Ketika matahari sudah agak
tinggi, selesailah segala persiapan. Para penonton telah banyak, mengelilingi
arena. Sebentar kemudian terdengar kentongan dipukul orang lima kali – lima
kali berturut-turut. Suaranya memencar menghantam dinding-dinding jurang dan
tebing pegunungan, yang kemudian dilemparkan kembali. Menggema seperti aum
harimau kelaparan mencari makan.
Demikianlah suara kentongan itu
lima kali-lima kali berutrrut-turut bagi orang-orang Pucangan, seolah seperti
suara malaikat pencabut nyawa yang memanggil-manggil korbannya.
Kemudian keluarlah dari pendapa
rumah itu, Samparan beserta empat orang kawannya. Masing-masing dengan pakaian
yang hampir sama. Celana hitam sampai lutut, kain lurik merah soga, sabuk kulit
ular bertimang emas, dan berikat kepala merah soga pula, tanpa baju.
Kelima orang itu langsung menuju
ke arena. Orang-orang yang berkerumun bersibak memberi jalan.
Sementara itu Mahesa Jenar juga
sudah dipanggil. Seperti orang yang segan-segan, ia berjalan bersama Ki Asem
Gede menuju ke arena. Pakaiannya adalah pakaian kusut, dan habis dipakai tidur
tadi. Meskipun ia bernama Mahesa Jenar, anehnya ia suka warna-warna hijau.

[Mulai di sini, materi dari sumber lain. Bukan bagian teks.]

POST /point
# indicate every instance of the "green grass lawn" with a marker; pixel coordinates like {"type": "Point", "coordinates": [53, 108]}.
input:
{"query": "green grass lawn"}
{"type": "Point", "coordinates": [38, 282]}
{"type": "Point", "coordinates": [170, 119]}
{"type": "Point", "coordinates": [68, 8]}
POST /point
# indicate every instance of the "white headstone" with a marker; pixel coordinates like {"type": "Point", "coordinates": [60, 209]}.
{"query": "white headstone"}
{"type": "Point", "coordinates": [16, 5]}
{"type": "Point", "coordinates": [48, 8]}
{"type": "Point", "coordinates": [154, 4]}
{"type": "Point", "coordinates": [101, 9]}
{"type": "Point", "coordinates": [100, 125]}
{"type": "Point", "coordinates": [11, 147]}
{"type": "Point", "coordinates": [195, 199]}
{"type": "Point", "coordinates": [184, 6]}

Kainnya lurik berwarna hijau gadung. Ikat kepala dan bajunya juga.
Mahesa Jenar dengan acuh tak acuh
menjawab, “Selamat pagi Watu Gunung, aku sengaja tidak mandi, sebab aku takut
kalau airmu memperlemah semangatku, sehingga aku tak dapat melayani permainanmu
dengan baik.”
Melihat Mahesa Jenar, beberapa
orang mulai menilai-nilai. Memang agak aneh bagi mereka. Begitu tenang dan sama
sekali tidak gugup. Dipandang dari segi ketegapan tubuhnya, ternyata Watu
Gunung lebih tinggi sedikit dari lawannya, serta otot-ototnya tampak lebih
kuat. Umurnya pun tampaknya tak terpaut banyak. Tetapi, orang-orang yang sedang
sibuk menilai itu menjadi bingung. Mereka sama sekali tak menemukan satu hal
pun dari Mahesa Jenar yang dapat melebihi lawannya. Tingginya, besarnya,
otot-ototnya dan segalanya. Tetapi ketika mereka memandang matanya seakan-akan
mereka menjadi yakin kalau Mahesa Jenar akan memenangkan pertarungan ini.